Think of super-high-end TV brands and the likes of Loewe and Bang & Olufsen probably spring to mind. But now Samsung is making a move into the luxury TV market, with the C9000 series. Priced at around £3,000, the 1080p, LED-backlit UE46C9000 is hugely expensive for a 46-inch TV, but, once you've clapped eyes on it, you'll understand why the asking price is so high.
Put simply, the UE46C9000 is one of the most gorgeous TVs we've ever had in for review. The main chassis is made entirely from brushed aluminium, and it's almost unbelievably slim, at an incredible 8mm deep. Even the stand is stylish, with a transparent stem and all-metal base. The set's remote control is finished in aluminium and includes Wi-Fi functionality and a touchscreen too.
The C9000 isn't a case of style over substance, though -- it packs in plenty of high-end features. For a start, despite the slim chassis, it doesn't skimp on connectivity, although you have to use short adaptor cables with bulky connections like the Scart and component inputs. There are four HDMI ports.
Networking is also well catered for. There's an Ethernet port on the rear of the TV, and you can plug the bundled Wi-Fi dongle into one of the set's two USB ports. These connectivity options allow you to stream media files, including 1080p MKV videos, from your PC or NAS drive. They also give you access to Samsung's comprehensive line-up of Internet TV services. In the Internet menu, you'll find the likes of Facebook and Twitter, as well as LoveFilm, YouTube and BBC iPlayer.

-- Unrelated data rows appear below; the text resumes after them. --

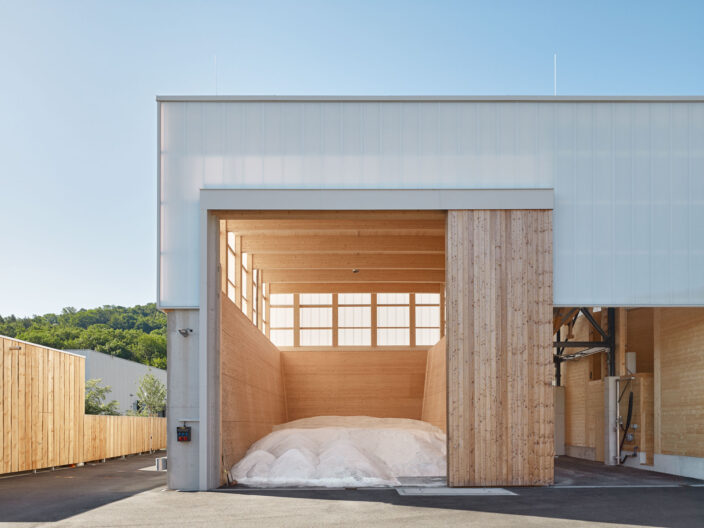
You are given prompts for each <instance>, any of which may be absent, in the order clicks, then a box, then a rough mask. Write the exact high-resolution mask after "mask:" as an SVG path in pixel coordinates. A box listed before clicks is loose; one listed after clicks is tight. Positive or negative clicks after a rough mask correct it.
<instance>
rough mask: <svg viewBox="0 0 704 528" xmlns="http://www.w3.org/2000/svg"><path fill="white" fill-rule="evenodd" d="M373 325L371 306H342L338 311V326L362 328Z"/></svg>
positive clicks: (337, 324) (338, 308) (337, 312)
mask: <svg viewBox="0 0 704 528" xmlns="http://www.w3.org/2000/svg"><path fill="white" fill-rule="evenodd" d="M371 325H372V309H371V307H370V306H341V307H339V308H338V309H337V326H339V327H340V328H344V327H360V326H371Z"/></svg>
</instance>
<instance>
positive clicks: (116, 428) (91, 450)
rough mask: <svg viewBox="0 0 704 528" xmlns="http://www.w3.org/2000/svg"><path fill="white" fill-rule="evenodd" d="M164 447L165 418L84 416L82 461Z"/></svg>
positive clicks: (165, 426)
mask: <svg viewBox="0 0 704 528" xmlns="http://www.w3.org/2000/svg"><path fill="white" fill-rule="evenodd" d="M165 448H166V418H148V417H142V416H98V415H94V416H91V415H86V416H84V426H83V454H84V455H83V458H84V461H86V462H88V461H90V460H101V459H103V458H112V457H117V456H122V455H131V454H134V453H144V452H146V451H152V450H157V449H165Z"/></svg>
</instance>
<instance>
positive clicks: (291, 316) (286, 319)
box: [269, 307, 293, 328]
mask: <svg viewBox="0 0 704 528" xmlns="http://www.w3.org/2000/svg"><path fill="white" fill-rule="evenodd" d="M269 317H271V321H269V324H270V325H271V327H272V328H291V327H293V308H275V307H271V308H270V309H269Z"/></svg>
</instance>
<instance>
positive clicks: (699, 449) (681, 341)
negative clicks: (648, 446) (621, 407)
mask: <svg viewBox="0 0 704 528" xmlns="http://www.w3.org/2000/svg"><path fill="white" fill-rule="evenodd" d="M702 380H704V308H656V309H655V405H654V407H655V410H654V414H655V417H654V421H655V422H656V424H657V423H658V422H659V427H657V426H656V434H657V432H658V431H659V438H656V439H655V444H656V446H659V449H657V448H656V450H655V452H656V453H662V454H665V455H682V456H691V457H704V383H702Z"/></svg>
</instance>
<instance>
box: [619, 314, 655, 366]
mask: <svg viewBox="0 0 704 528" xmlns="http://www.w3.org/2000/svg"><path fill="white" fill-rule="evenodd" d="M653 310H654V309H653V308H632V309H630V310H628V311H627V314H628V315H627V323H626V334H627V336H628V338H627V340H626V351H627V352H635V353H636V372H639V373H640V372H653ZM624 374H625V372H624Z"/></svg>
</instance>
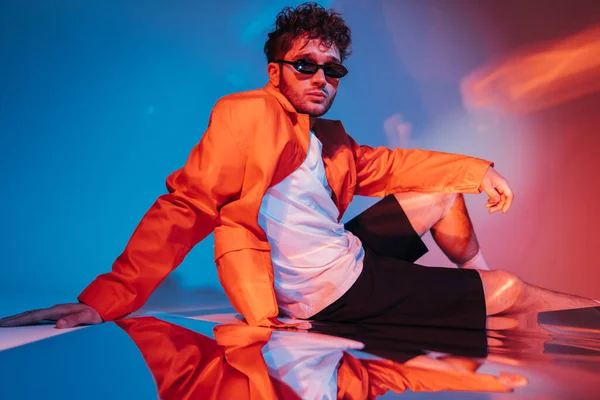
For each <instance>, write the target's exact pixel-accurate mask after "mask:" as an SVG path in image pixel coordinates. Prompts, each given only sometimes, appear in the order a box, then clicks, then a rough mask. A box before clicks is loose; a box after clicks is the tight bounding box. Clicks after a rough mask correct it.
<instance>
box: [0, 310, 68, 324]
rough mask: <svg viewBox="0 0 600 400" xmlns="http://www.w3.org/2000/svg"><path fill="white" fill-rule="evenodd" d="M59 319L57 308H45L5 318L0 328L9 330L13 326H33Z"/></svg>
mask: <svg viewBox="0 0 600 400" xmlns="http://www.w3.org/2000/svg"><path fill="white" fill-rule="evenodd" d="M58 318H60V312H59V311H57V310H56V309H55V307H51V308H43V309H40V310H33V311H26V312H24V313H21V314H17V315H13V316H11V317H7V318H3V319H2V320H0V327H3V328H8V327H13V326H21V325H31V324H34V323H36V322H40V321H43V320H56V319H58Z"/></svg>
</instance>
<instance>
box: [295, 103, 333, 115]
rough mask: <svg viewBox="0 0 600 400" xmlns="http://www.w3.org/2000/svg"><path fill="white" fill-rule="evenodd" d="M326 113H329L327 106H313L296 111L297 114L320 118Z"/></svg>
mask: <svg viewBox="0 0 600 400" xmlns="http://www.w3.org/2000/svg"><path fill="white" fill-rule="evenodd" d="M327 111H329V105H328V104H322V105H318V106H317V105H313V106H308V107H303V108H302V109H300V110H298V112H299V113H301V114H308V115H309V116H311V117H322V116H323V115H325V114H326V113H327Z"/></svg>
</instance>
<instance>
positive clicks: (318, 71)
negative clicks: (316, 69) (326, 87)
mask: <svg viewBox="0 0 600 400" xmlns="http://www.w3.org/2000/svg"><path fill="white" fill-rule="evenodd" d="M312 83H313V85H315V86H318V87H324V86H325V85H326V84H327V77H326V76H325V72H323V69H322V68H319V69H318V70H317V72H315V73H314V75H313V77H312Z"/></svg>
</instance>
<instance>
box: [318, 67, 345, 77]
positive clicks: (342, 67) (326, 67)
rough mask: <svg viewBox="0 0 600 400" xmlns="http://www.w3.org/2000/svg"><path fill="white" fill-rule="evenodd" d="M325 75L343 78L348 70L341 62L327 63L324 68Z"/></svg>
mask: <svg viewBox="0 0 600 400" xmlns="http://www.w3.org/2000/svg"><path fill="white" fill-rule="evenodd" d="M324 72H325V75H327V76H330V77H332V78H341V77H343V76H345V75H346V74H347V73H348V70H347V69H346V68H345V67H344V66H343V65H339V64H332V65H326V66H325V68H324Z"/></svg>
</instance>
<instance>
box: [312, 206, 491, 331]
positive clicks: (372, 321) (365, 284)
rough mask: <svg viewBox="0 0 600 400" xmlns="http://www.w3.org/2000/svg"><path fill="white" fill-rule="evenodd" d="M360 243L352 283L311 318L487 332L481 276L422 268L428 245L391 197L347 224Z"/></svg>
mask: <svg viewBox="0 0 600 400" xmlns="http://www.w3.org/2000/svg"><path fill="white" fill-rule="evenodd" d="M346 229H347V230H349V231H350V232H352V233H353V234H354V235H356V236H357V237H358V238H359V239H360V240H361V242H362V244H363V247H364V250H365V257H364V261H363V270H362V272H361V274H360V276H359V277H358V279H357V281H356V282H355V283H354V285H353V286H352V287H351V288H350V289H349V290H348V291H347V292H346V293H345V294H344V295H342V297H340V298H339V299H338V300H336V301H335V302H334V303H333V304H331V305H329V306H328V307H326V308H325V309H324V310H322V311H320V312H319V313H317V314H315V315H313V316H312V317H311V318H309V319H310V320H314V321H330V322H352V323H363V324H364V323H366V324H388V325H406V326H422V327H443V328H463V329H485V327H486V309H485V296H484V292H483V285H482V282H481V278H480V276H479V273H477V271H474V270H469V269H458V268H445V267H426V266H422V265H418V264H415V261H416V260H417V259H418V258H420V257H421V256H422V255H423V254H425V253H426V252H427V247H426V246H425V244H424V243H423V241H422V240H421V238H420V237H419V235H418V234H417V233H416V232H415V230H414V229H413V228H412V225H411V224H410V221H409V220H408V217H407V216H406V214H405V213H404V211H403V210H402V207H401V206H400V204H399V203H398V201H397V200H396V198H395V197H394V196H393V195H390V196H388V197H386V198H384V199H383V200H381V201H380V202H378V203H377V204H375V205H374V206H372V207H370V208H369V209H367V210H366V211H365V212H363V213H362V214H360V215H358V216H357V217H356V218H354V219H352V220H351V221H349V222H348V223H347V224H346Z"/></svg>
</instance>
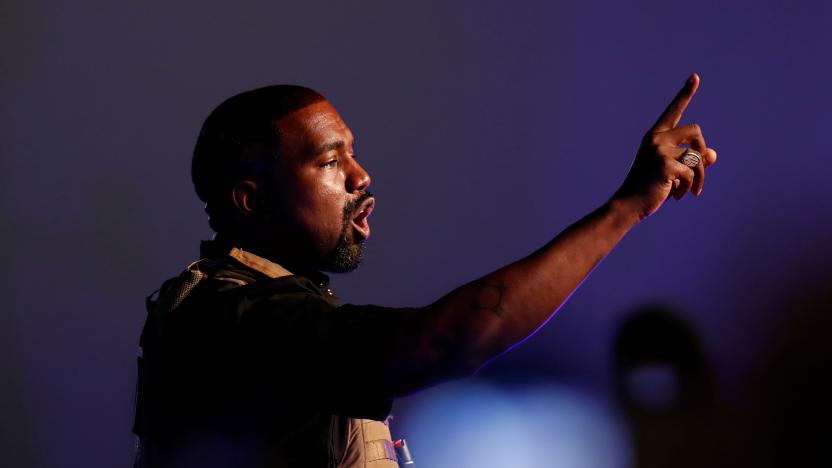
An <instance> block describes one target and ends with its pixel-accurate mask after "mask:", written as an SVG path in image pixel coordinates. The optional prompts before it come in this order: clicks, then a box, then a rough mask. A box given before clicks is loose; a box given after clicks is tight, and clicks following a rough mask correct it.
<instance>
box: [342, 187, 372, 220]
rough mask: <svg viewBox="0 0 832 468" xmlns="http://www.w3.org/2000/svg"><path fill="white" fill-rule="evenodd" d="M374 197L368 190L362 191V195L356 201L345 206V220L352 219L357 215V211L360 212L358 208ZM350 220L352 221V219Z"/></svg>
mask: <svg viewBox="0 0 832 468" xmlns="http://www.w3.org/2000/svg"><path fill="white" fill-rule="evenodd" d="M373 196H374V195H373V194H372V193H371V192H368V191H367V190H362V191H361V193H359V194H358V196H356V197H355V198H354V199H352V200H350V201H349V202H347V204H345V205H344V218H347V217H350V216H351V215H353V214H355V211H356V210H358V207H359V206H361V204H362V203H364V202H365V201H367V199H369V198H372V197H373ZM349 219H352V218H351V217H350V218H349Z"/></svg>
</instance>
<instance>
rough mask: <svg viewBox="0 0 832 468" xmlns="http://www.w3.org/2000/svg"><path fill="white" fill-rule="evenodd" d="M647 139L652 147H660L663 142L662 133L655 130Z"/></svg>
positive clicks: (649, 144) (655, 147) (650, 145)
mask: <svg viewBox="0 0 832 468" xmlns="http://www.w3.org/2000/svg"><path fill="white" fill-rule="evenodd" d="M646 141H647V143H648V144H649V145H650V146H651V147H653V148H658V147H659V146H661V142H662V137H661V133H659V132H653V133H650V134H648V135H647V138H646Z"/></svg>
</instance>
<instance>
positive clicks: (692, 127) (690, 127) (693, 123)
mask: <svg viewBox="0 0 832 468" xmlns="http://www.w3.org/2000/svg"><path fill="white" fill-rule="evenodd" d="M690 128H691V129H692V130H693V133H696V134H697V135H701V134H702V127H701V126H699V124H698V123H692V124H690Z"/></svg>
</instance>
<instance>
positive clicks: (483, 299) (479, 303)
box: [474, 282, 507, 317]
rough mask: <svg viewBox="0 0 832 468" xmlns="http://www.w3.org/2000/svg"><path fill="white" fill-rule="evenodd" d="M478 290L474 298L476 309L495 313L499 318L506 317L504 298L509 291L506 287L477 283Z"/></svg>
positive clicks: (497, 284) (484, 283)
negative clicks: (475, 296) (484, 310)
mask: <svg viewBox="0 0 832 468" xmlns="http://www.w3.org/2000/svg"><path fill="white" fill-rule="evenodd" d="M477 288H478V289H477V294H476V297H475V298H474V308H475V309H477V310H487V311H489V312H492V313H494V314H495V315H496V316H497V317H502V316H503V315H505V313H506V310H505V309H504V308H503V298H504V297H505V292H506V289H507V287H506V285H504V284H489V283H484V282H479V283H477Z"/></svg>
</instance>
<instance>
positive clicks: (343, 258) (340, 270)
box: [326, 191, 373, 273]
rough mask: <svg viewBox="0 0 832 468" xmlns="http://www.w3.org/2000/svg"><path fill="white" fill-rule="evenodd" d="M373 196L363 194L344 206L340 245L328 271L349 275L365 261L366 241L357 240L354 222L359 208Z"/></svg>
mask: <svg viewBox="0 0 832 468" xmlns="http://www.w3.org/2000/svg"><path fill="white" fill-rule="evenodd" d="M372 196H373V195H372V194H371V193H370V192H367V191H364V192H361V195H359V196H358V197H357V198H356V199H355V200H352V201H350V202H349V203H347V204H346V205H344V215H343V216H344V223H343V226H342V227H341V235H340V236H339V237H338V244H336V246H335V249H333V251H332V254H330V256H329V258H328V260H327V262H326V270H328V271H331V272H333V273H347V272H350V271H353V270H355V269H356V268H358V265H360V264H361V261H362V260H364V241H365V240H364V239H361V240H356V239H355V235H354V233H353V227H352V220H353V218H355V212H356V210H357V209H358V207H359V206H360V205H361V204H362V203H364V202H365V201H366V200H367V199H368V198H370V197H372Z"/></svg>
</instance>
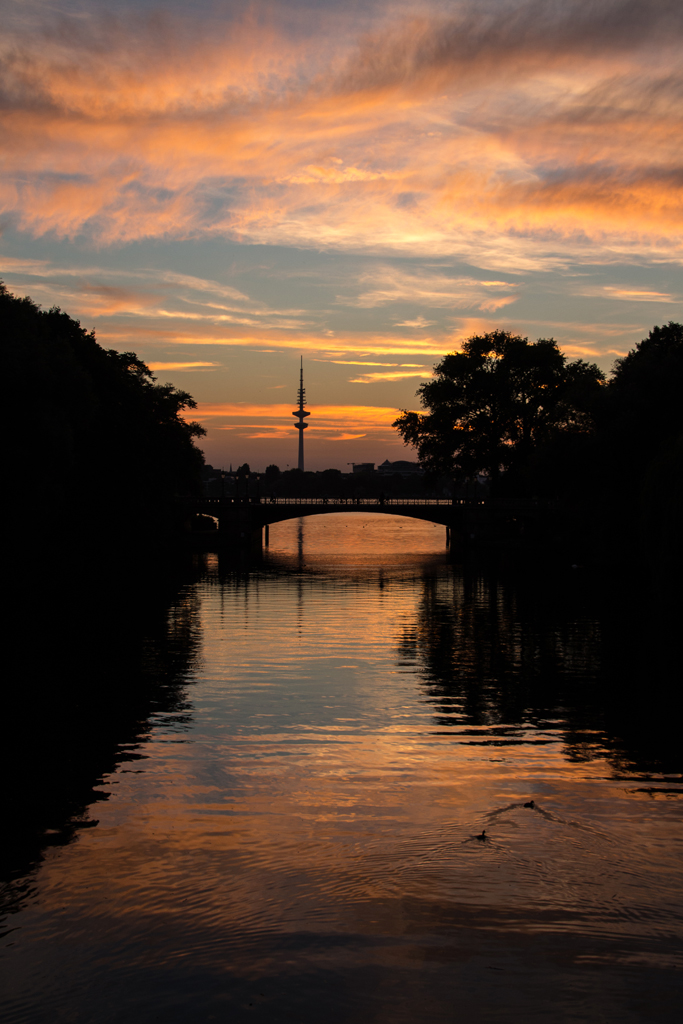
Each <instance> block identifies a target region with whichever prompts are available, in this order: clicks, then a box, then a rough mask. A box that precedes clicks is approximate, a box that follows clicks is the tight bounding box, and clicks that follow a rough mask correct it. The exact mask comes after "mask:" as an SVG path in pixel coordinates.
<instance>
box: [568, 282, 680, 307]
mask: <svg viewBox="0 0 683 1024" xmlns="http://www.w3.org/2000/svg"><path fill="white" fill-rule="evenodd" d="M574 294H575V295H582V296H586V297H588V298H598V299H618V300H621V301H623V302H666V303H670V302H678V303H680V302H683V297H681V296H677V295H674V294H673V293H671V292H656V291H654V290H653V289H647V288H634V287H633V286H629V285H595V286H591V285H589V286H587V287H586V288H583V289H581V291H578V292H574Z"/></svg>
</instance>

The set has a Freeview HD tuner, so you can use it to watch channels like BBC HD and ITV1 HD. The electronic programme guide is well presented, with crisp graphics and large, easy-to-read text. If you plug a hard drive into one of the set's USB ports you can even record shows.
One of the most futuristic aspects of the TV is its touchscreen remote control. It has built-in Wi-Fi, so you can actually stream TV live to the remote's small colour display. The end result is that, even if you need to feed the porcelain god during a show, you won't miss any of the action.
The remote is something of a disappointment when it comes to normal tasks like accessing the menus, however. That's because the on-screen layout is so tight that it's incredibly easy to hit the wrong item. Fortunately, Samsung also includes a smaller, pebble-style remote that competently handles the basics.